DSCR (Debt Service Coverage Ratio) loans are specifically designed for investors purchasing properties based on their potential rental income. These loans typically require a lower down payment and focus on the property's ability to generate sufficient cash flow to cover the mortgage payment. Private lending and hard money loans are also options, but they typically come with higher interest rates and fees.
Different investment strategies can be employed to maximize returns. Buying properties outright offers the greatest control but requires significant capital. Partnering with other investors allows for shared risk and rewards. Utilizing property management companies can streamline operations and reduce the burden on owners.
Due diligence is paramount. Thoroughly research the local market, assess potential expenses, and understand the regulatory environment before making any investment. Risk management is also crucial. Consider factors like vacancy rates, property damage, and potential legal liabilities. A solid understanding of airbnb market data is essential for making informed decisions.
Short-Term Rental ROI Price Prediction 2026
Bull / Base / Bear scenario analysis
| Timeframe | Bull Case | Base Case | Bear Case | Key Driver |
|---|---|---|---|---|
| 1 Month | 22.5% | 20.8% | 18.2% | Peak winter booking season and travel demand surge |
| 3 Months | 24.1% | 21.6% | 17.9% | Spring break and early summer reservation patterns |
| 6 Months | 26.3% | 22.7% | 16.8% | Summer peak season performance and supply constraints |
| 1 Year | 28.9% | 23.4% | 15.2% | Full seasonal cycle completion and regulatory stabilization |
Price Prediction Summary
STR ROI is expected to maintain strong performance above 20% in base case scenarios, driven by continued travel recovery and supply-demand imbalances in key markets. Bull case scenarios anticipate significant yield expansion through premium market positioning, while bear case reflects potential regulatory headwinds and market saturation risks.

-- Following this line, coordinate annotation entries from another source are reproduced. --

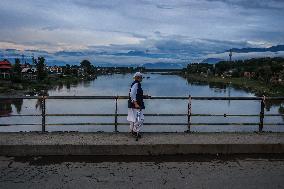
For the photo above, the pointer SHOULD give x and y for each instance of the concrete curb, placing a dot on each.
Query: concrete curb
(36, 144)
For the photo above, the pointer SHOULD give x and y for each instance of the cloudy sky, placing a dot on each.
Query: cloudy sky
(139, 31)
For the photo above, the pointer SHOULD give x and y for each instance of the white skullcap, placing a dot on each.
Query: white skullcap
(137, 74)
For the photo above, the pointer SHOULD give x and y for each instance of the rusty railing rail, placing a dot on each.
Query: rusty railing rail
(189, 113)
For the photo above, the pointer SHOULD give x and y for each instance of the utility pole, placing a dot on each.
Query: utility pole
(230, 55)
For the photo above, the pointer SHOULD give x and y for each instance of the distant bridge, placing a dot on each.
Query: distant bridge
(163, 70)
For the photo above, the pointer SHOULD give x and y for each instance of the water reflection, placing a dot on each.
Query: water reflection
(154, 85)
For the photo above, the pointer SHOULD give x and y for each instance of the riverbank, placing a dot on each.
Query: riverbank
(258, 88)
(34, 87)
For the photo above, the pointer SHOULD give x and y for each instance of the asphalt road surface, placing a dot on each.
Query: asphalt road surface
(257, 171)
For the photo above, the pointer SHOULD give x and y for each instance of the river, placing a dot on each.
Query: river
(153, 84)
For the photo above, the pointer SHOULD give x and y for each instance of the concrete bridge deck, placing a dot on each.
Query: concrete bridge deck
(72, 143)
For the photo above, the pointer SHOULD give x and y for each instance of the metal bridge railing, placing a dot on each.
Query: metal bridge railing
(189, 113)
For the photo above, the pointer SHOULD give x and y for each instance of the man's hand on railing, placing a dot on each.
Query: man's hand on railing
(146, 96)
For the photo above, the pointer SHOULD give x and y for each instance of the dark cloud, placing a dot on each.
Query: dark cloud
(255, 4)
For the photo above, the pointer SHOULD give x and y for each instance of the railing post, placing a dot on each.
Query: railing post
(43, 114)
(261, 115)
(189, 114)
(115, 116)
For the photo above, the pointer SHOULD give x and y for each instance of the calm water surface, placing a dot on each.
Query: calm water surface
(154, 85)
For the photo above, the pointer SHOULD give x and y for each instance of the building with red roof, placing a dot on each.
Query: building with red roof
(5, 69)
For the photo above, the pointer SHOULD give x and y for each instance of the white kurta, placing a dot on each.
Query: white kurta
(135, 125)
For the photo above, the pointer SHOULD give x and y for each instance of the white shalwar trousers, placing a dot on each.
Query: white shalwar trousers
(135, 125)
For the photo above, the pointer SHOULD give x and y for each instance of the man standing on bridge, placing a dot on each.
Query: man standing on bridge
(136, 105)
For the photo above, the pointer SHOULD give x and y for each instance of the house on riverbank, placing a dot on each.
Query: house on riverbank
(5, 69)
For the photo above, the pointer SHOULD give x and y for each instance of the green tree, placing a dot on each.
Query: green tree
(87, 66)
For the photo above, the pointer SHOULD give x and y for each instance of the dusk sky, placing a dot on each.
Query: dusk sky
(130, 31)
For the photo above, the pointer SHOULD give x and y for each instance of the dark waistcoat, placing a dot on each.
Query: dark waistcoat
(139, 96)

Key Factors Affecting Short-Term Rental ROI Stock Price
- Seasonal booking patterns and occupancy rate fluctuations
- Local regulatory changes and zoning restrictions
- Tourism recovery trends and business travel normalization
- New supply additions and market saturation levels
Disclaimer: Predictions are speculative and not financial advice. Stock price predictions are based on current market analysis and may vary significantly due to market volatility, economic conditions, and other unpredictable factors. Always do your own research before making investment decisions.